Une marchande de fruits et légumes au Pakistan - Photo : Flore de Preneuf/ Banque mondiale Une marchande de fruits et légumes au Pakistan - Photo : Flore de Preneuf/ Banque mondiale

En un siècle, le système alimentaire mondial a porté des fruits extraordinaires. Grâce à tous ses acteurs, des agriculteurs aux détaillants en passant par les transformateurs et négociants, il est parvenu à nourrir une population planétaire qui est passée de 1,6 milliard d'individus en 1900 à près de 7,6 milliards en 2020, tout en réduisant le prix réel des denrées. Les quatre dimensions de la sécurité alimentaire ont progressé : disponibilité, accès, fiabilité et qualité nutritive.

Voilà, du moins, ce qui apparaît en surface.

Les systèmes alimentaires représentent une valeur commerciale d'environ 10 000 milliards de dollars par an.  Mais ils pèsent aussi 6 000 à 12 000 milliards de dollars annuels en coûts sociaux, économiques et environnementaux cachés (a). Extinction de la faune, malnutrition, pollution, pathologies d'origine alimentaire : si rien n'est fait, ces coûts vont inévitablement continuer de s'élever à mesure que la population à nourrir augmentera. Sans compter que les difficultés seront aggravées par les risques qui, des effets du changement climatique aux pandémies, découlent de la dégradation des écosystèmes, de régimes alimentaires nocifs et d’une densité urbaine croissante.
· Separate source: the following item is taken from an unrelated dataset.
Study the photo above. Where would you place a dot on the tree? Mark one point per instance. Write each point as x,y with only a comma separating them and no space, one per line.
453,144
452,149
« Réformer la production, le transport, la transformation, le commerce, l'investissement, la réglementation et la consommation dans le domaine alimentaire permettrait de surmonter les défis les plus cruciaux qu'affronte notre génération.  »

Le Sommet des Nations Unies sur les systèmes alimentaires, qui se déroule cette semaine, offre l'occasion ou jamais de promouvoir et de développer des initiatives et solutions propres à transformer les systèmes alimentaires, au bénéfice de la planète comme de l'humanité. En effet, il faut rapidement transformer ces systèmes pour qu'ils deviennent plus régénératifs, résilients et inclusifs, tout en assurant l'approvisionnement en nourriture de deux milliards d'êtres humains supplémentaires d'ici à 2050.

Réformer la production, le transport, la transformation, le commerce, l'investissement, la réglementation et la consommation dans le domaine alimentaire permettrait de surmonter les défis les plus cruciaux qu'affronte notre génération. 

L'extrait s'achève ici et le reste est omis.